Efficient Distortion-Minimized Layerwise Pruning

Abstract

In this paper, we propose a post-training pruning framework that jointly optimizes layerwise pruning to minimize model output distortion. Through theoretical and empirical analysis, we discover an important additivity property of output distortion from pruning weights/channels in DNNs. Leveraging this property, we reformulate pruning optimization as a combinatorial problem and solve it with dynamic programming, achieving linear time complexity and making the algorithm very fast on CPUs. Furthermore, we optimize additivity-derived distortions using Hessian-based Taylor approximation to enhance pruning efficiency, accompanied by fine-grained complexity reduction techniques.
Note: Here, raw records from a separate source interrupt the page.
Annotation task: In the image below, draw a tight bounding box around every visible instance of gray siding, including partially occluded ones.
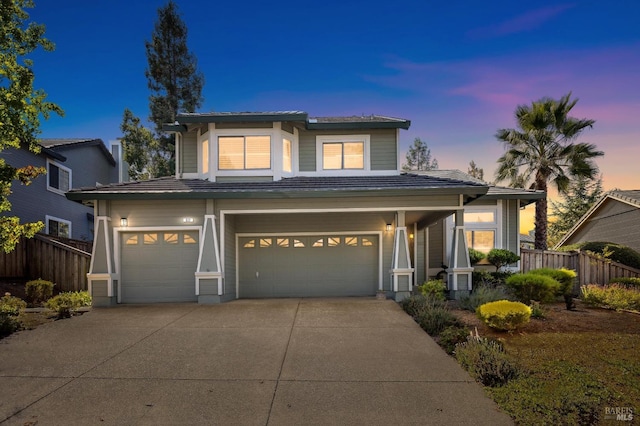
[215,194,460,211]
[428,220,445,278]
[298,128,397,172]
[1,147,95,240]
[109,200,207,227]
[182,132,198,174]
[565,200,640,252]
[506,200,519,254]
[216,176,274,183]
[55,144,113,187]
[416,227,426,285]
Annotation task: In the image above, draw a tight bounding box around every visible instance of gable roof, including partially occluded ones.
[554,189,640,248]
[39,138,116,166]
[163,111,411,131]
[67,173,488,202]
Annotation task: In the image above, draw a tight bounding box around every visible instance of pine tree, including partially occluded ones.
[548,175,604,247]
[402,138,438,171]
[467,160,484,181]
[0,0,63,252]
[122,1,204,179]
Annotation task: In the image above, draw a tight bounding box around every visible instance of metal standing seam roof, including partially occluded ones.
[66,173,489,201]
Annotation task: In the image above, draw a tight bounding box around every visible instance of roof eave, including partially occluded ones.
[306,121,411,130]
[177,113,308,124]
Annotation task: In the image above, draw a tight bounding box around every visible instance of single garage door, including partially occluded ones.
[239,234,379,298]
[120,230,199,303]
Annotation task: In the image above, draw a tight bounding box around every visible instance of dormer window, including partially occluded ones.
[317,135,370,171]
[218,136,271,170]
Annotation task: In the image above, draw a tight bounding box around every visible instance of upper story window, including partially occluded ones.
[218,136,271,170]
[47,160,71,195]
[283,138,292,173]
[317,135,370,171]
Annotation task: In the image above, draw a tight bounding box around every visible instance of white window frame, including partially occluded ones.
[445,204,502,259]
[315,135,370,174]
[46,160,72,195]
[45,215,72,238]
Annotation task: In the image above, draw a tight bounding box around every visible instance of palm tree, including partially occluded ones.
[495,93,604,250]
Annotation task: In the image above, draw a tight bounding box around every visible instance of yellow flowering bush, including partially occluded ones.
[477,300,532,331]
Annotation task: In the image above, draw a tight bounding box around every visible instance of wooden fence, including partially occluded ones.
[0,234,91,292]
[520,248,640,293]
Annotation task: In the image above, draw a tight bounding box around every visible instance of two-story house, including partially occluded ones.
[67,112,542,306]
[2,138,126,242]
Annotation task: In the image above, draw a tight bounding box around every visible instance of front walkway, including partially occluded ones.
[0,298,511,425]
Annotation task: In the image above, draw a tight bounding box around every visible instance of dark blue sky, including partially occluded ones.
[28,0,640,201]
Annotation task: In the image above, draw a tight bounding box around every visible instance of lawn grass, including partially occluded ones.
[492,332,640,425]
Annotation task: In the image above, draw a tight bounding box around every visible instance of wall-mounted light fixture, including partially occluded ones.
[182,217,194,224]
[386,224,392,232]
[120,218,128,227]
[409,233,414,239]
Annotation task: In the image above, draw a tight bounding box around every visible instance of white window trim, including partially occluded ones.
[315,134,371,174]
[46,160,72,195]
[45,215,72,238]
[445,204,502,259]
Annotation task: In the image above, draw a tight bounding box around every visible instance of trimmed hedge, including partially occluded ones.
[571,242,640,269]
[476,300,531,331]
[505,273,561,303]
[25,279,54,305]
[609,277,640,288]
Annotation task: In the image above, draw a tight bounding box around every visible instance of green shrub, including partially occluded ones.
[527,267,577,309]
[455,334,521,387]
[417,279,446,300]
[487,249,520,272]
[45,291,92,319]
[415,306,461,336]
[437,325,469,355]
[472,270,515,288]
[581,284,640,312]
[468,248,486,265]
[489,361,611,425]
[505,273,561,303]
[25,279,54,305]
[476,300,531,331]
[609,277,640,288]
[459,285,512,312]
[400,295,445,319]
[578,242,640,269]
[529,301,546,319]
[1,293,27,337]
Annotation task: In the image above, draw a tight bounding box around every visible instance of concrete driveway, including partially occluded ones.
[0,298,512,425]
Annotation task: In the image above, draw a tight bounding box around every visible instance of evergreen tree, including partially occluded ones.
[467,160,484,181]
[0,0,63,253]
[402,138,438,171]
[548,175,604,247]
[122,1,204,179]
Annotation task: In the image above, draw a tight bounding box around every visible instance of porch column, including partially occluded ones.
[447,209,473,299]
[195,214,224,304]
[87,216,117,306]
[391,211,414,302]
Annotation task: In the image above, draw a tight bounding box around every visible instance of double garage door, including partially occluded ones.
[120,231,199,303]
[239,234,379,298]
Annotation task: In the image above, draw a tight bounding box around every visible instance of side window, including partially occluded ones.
[45,215,71,238]
[47,161,71,194]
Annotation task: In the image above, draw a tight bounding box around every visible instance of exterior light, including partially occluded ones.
[182,217,194,224]
[120,218,128,227]
[409,233,414,239]
[386,224,392,232]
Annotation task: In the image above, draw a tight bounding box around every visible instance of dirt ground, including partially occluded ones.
[1,280,29,300]
[452,299,640,339]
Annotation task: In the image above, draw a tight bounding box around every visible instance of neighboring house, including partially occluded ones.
[520,232,535,250]
[67,111,542,306]
[555,190,640,252]
[1,138,126,241]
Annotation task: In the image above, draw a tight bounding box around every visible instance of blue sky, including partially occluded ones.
[28,0,640,203]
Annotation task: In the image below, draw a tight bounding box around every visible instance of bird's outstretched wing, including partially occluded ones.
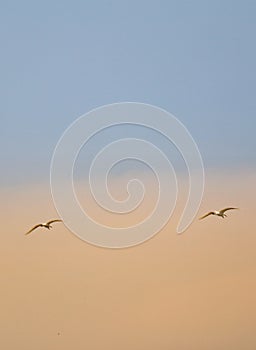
[199,212,214,220]
[46,219,62,225]
[219,207,238,215]
[25,224,43,235]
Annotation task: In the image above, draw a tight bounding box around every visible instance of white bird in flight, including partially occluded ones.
[199,207,238,220]
[25,219,62,235]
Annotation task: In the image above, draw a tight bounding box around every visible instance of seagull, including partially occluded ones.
[25,219,62,235]
[199,207,238,220]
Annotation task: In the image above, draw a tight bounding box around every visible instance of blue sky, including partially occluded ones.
[1,0,256,186]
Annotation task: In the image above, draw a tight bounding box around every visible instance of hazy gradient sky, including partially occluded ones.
[1,4,256,348]
[1,0,256,186]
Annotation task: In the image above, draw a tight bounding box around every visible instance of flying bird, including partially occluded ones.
[25,219,62,235]
[199,207,238,220]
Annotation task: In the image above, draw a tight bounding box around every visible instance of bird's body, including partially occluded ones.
[25,219,62,235]
[199,207,238,220]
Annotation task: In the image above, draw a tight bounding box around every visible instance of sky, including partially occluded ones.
[1,3,256,348]
[1,0,256,187]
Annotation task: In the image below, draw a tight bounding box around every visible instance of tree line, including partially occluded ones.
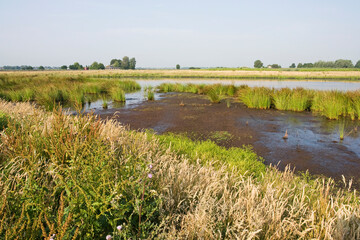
[254,59,360,69]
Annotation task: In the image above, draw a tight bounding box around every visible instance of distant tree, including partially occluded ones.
[61,65,67,70]
[176,64,180,69]
[189,67,201,69]
[129,58,136,69]
[21,66,33,70]
[254,60,263,68]
[38,66,45,70]
[98,63,105,70]
[302,63,314,68]
[289,63,296,68]
[334,59,354,68]
[122,56,130,69]
[297,63,303,68]
[271,64,281,69]
[90,61,99,70]
[69,62,83,70]
[355,60,360,68]
[110,59,118,65]
[113,60,121,68]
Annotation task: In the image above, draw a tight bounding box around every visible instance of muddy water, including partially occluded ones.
[97,92,360,186]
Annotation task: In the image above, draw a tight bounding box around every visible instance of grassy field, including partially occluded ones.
[1,100,360,239]
[2,68,360,80]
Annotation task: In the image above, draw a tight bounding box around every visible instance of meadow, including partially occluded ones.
[1,73,360,239]
[2,68,360,80]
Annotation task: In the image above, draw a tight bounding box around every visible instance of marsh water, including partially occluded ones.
[73,79,360,183]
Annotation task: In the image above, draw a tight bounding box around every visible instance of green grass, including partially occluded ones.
[240,87,272,109]
[147,89,155,101]
[111,88,126,102]
[0,74,140,110]
[207,88,221,103]
[0,112,9,131]
[1,101,360,239]
[156,133,266,177]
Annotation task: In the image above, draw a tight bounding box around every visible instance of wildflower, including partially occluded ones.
[106,235,112,240]
[148,173,153,179]
[117,225,122,231]
[148,164,153,169]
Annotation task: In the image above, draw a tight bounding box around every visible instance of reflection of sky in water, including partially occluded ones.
[238,114,360,160]
[135,79,360,91]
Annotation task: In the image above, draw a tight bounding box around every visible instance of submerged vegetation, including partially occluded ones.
[158,82,360,120]
[1,100,360,239]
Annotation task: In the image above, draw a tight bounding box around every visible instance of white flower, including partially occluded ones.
[106,235,112,240]
[117,225,122,231]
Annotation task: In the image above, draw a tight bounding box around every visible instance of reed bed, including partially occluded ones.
[0,74,140,110]
[1,101,360,239]
[158,83,360,120]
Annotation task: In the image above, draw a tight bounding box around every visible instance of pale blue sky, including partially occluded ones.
[0,0,359,68]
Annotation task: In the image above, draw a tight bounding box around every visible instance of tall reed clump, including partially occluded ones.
[147,89,155,101]
[111,88,126,102]
[312,91,347,120]
[240,87,272,109]
[1,100,360,239]
[347,91,360,120]
[288,88,312,111]
[0,111,9,130]
[207,88,221,103]
[0,101,161,239]
[117,80,141,92]
[272,88,291,110]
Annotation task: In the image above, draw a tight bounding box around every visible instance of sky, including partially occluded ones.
[0,0,359,68]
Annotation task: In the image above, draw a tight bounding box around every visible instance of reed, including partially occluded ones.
[207,88,221,103]
[1,101,360,239]
[147,89,155,101]
[111,88,126,102]
[240,87,272,109]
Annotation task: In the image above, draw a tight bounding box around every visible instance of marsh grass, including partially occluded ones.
[240,87,272,109]
[312,91,348,120]
[207,88,221,103]
[147,89,155,101]
[1,101,360,239]
[0,74,140,109]
[111,88,126,102]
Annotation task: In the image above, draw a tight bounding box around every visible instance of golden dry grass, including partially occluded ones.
[1,100,360,239]
[1,69,360,80]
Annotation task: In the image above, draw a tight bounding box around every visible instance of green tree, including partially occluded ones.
[271,64,281,69]
[110,59,118,65]
[98,63,105,70]
[254,60,263,68]
[69,62,83,70]
[90,61,99,70]
[289,63,296,68]
[61,65,67,70]
[38,66,45,70]
[334,59,354,68]
[129,58,136,69]
[355,60,360,68]
[297,63,303,68]
[122,56,130,69]
[176,64,180,69]
[113,60,121,68]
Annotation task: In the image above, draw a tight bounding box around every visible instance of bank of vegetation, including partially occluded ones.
[1,100,360,239]
[158,83,360,120]
[0,74,140,110]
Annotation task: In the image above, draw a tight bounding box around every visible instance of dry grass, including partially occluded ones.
[1,101,360,239]
[1,69,360,80]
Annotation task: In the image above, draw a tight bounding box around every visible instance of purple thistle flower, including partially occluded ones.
[148,173,153,179]
[106,235,112,240]
[117,225,122,231]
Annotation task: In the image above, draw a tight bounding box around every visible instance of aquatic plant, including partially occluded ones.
[240,87,272,109]
[102,100,108,109]
[272,88,291,110]
[207,88,221,103]
[147,89,155,101]
[111,88,126,102]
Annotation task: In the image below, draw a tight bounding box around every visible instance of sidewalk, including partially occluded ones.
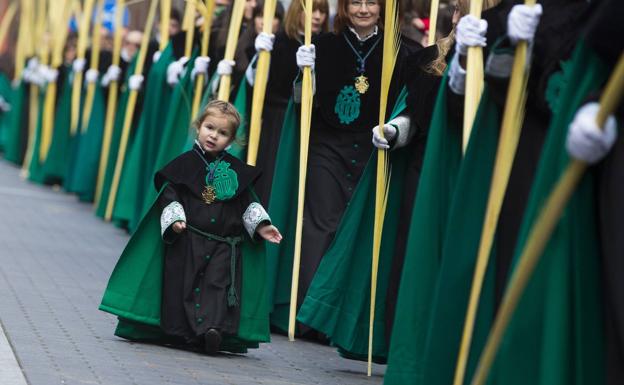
[0,161,385,385]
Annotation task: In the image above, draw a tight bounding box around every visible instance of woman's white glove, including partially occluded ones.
[167,56,189,86]
[23,58,39,83]
[455,15,488,56]
[372,124,397,149]
[128,74,144,91]
[255,32,275,52]
[191,56,211,81]
[72,58,87,73]
[216,59,235,76]
[296,44,315,70]
[153,50,162,63]
[507,4,543,45]
[101,65,122,87]
[85,69,99,84]
[566,102,618,164]
[42,66,59,84]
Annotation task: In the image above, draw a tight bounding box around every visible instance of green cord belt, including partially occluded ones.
[187,224,244,307]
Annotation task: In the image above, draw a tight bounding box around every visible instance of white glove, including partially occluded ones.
[167,56,189,85]
[566,102,618,164]
[296,44,315,70]
[42,66,59,84]
[216,59,235,76]
[372,123,398,149]
[0,95,11,112]
[507,4,543,45]
[31,64,46,87]
[72,58,87,73]
[85,69,99,84]
[101,65,122,87]
[23,58,39,83]
[128,74,144,91]
[191,56,211,81]
[153,50,162,63]
[255,32,275,52]
[455,15,488,56]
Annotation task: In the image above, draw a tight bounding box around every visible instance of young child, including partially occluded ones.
[100,100,280,354]
[155,100,281,353]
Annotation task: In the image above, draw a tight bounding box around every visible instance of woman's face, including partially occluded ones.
[254,15,281,34]
[347,0,380,33]
[347,0,381,31]
[298,8,328,34]
[244,0,258,20]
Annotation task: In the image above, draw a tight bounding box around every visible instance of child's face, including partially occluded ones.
[196,114,235,155]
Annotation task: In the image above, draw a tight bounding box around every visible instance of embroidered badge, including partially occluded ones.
[545,59,571,113]
[212,161,238,200]
[335,85,361,124]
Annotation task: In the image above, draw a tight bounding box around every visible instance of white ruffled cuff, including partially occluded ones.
[160,201,186,237]
[242,202,271,238]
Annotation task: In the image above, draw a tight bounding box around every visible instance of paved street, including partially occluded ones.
[0,161,385,385]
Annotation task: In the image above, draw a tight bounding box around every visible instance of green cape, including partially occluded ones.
[65,75,107,201]
[384,72,463,384]
[488,39,607,385]
[264,87,407,342]
[95,57,137,218]
[99,185,270,352]
[2,80,27,165]
[0,73,13,152]
[295,89,410,363]
[112,44,176,229]
[40,65,74,183]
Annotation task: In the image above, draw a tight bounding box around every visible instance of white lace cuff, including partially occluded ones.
[242,202,271,238]
[160,201,186,237]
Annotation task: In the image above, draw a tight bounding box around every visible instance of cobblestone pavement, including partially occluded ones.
[0,161,385,385]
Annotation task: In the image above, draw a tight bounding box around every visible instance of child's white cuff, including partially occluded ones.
[161,201,186,237]
[242,202,271,238]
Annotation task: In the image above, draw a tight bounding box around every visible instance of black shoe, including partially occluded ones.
[204,329,222,355]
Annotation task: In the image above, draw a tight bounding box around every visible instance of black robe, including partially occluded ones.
[154,145,261,342]
[253,31,302,205]
[586,0,624,383]
[297,29,416,311]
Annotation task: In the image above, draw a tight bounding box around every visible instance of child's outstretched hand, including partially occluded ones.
[257,224,282,244]
[172,220,187,233]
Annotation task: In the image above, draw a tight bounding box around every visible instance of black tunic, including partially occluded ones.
[154,145,260,342]
[298,30,415,309]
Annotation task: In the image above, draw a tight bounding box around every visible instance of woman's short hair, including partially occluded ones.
[333,0,387,34]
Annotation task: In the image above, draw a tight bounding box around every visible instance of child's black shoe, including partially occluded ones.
[204,328,222,355]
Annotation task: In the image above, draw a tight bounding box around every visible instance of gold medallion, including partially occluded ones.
[354,75,369,94]
[202,185,216,205]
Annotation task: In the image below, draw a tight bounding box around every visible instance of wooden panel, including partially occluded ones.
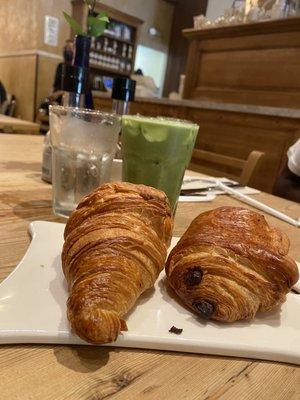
[163,0,208,97]
[93,95,188,118]
[183,17,300,108]
[0,55,37,121]
[93,96,112,112]
[183,40,201,101]
[130,102,187,119]
[190,87,300,109]
[186,108,300,191]
[197,48,300,90]
[201,30,300,52]
[183,17,300,41]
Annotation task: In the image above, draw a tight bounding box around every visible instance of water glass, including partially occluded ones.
[49,106,120,217]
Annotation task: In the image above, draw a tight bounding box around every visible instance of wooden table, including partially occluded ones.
[0,115,40,135]
[0,134,299,400]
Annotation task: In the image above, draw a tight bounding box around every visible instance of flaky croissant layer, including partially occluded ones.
[62,182,173,343]
[166,207,299,322]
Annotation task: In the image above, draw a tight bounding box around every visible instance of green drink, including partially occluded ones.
[122,115,199,212]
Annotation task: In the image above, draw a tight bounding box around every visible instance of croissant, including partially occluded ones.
[62,182,173,344]
[166,206,299,322]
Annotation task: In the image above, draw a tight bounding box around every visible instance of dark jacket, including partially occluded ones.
[53,63,64,92]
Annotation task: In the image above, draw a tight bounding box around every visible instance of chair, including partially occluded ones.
[189,149,265,186]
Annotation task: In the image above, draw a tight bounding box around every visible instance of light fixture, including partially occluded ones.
[148,26,162,37]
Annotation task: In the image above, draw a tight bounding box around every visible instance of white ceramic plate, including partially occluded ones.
[0,221,299,365]
[178,194,216,202]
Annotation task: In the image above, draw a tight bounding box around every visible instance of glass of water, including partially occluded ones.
[49,106,120,217]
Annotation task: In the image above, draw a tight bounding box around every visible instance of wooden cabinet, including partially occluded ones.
[183,17,300,109]
[71,0,143,88]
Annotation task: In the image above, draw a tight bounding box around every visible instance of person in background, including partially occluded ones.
[53,39,74,93]
[51,38,93,109]
[134,68,143,76]
[273,139,300,203]
[0,80,7,112]
[38,39,74,118]
[131,69,158,98]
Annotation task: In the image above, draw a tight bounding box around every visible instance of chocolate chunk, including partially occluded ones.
[193,300,215,318]
[185,267,203,286]
[169,326,183,335]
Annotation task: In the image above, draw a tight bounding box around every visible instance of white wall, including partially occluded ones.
[134,45,168,95]
[206,0,233,21]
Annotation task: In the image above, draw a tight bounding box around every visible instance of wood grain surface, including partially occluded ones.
[0,134,299,400]
[183,17,300,109]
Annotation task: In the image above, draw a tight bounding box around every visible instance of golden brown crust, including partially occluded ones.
[166,207,299,322]
[63,182,173,343]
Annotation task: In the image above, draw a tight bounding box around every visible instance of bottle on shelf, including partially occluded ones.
[122,25,132,42]
[114,24,122,38]
[96,39,101,51]
[122,43,127,58]
[113,40,118,55]
[127,45,133,59]
[104,38,109,52]
[120,60,125,71]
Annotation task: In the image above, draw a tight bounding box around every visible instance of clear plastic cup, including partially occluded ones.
[49,106,120,217]
[122,115,199,213]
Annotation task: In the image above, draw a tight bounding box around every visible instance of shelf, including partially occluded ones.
[102,33,135,46]
[90,62,131,76]
[90,48,133,62]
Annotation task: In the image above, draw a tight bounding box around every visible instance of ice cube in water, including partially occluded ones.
[53,146,114,217]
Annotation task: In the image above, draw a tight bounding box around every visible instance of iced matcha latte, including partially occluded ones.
[122,115,199,212]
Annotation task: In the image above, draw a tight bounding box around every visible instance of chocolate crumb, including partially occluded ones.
[193,300,215,318]
[185,267,203,286]
[169,326,183,335]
Our method is evaluated on various DNN architectures, including CNNs, ViTs, and object detectors, and on vision tasks such as image classification on CIFAR-10 and ImageNet, and 3D object detection and various datasets. We achieve SoTA with significant FLOPs reductions without accuracy loss. Specifically, on CIFAR-10, we achieve up to $27.9\times$, $29.2\times$, and $14.9\times$ FLOPs reductions on ResNet-32, VGG-16, and DenseNet-121, respectively. On ImageNet, we observe no accuracy loss with $1.69\times$ and $2\times$ FLOPs reductions on ResNet-50 and DeiT-Base, respectively. For 3D object detection, we achieve $\mathbf {3.89}\times, \mathbf {3.72}\times$ FLOPs reductions on CenterPoint and PVRCNN models. These results demonstrate the effectiveness and practicality of our approach for improving model performance through layer-adaptive weight pruning.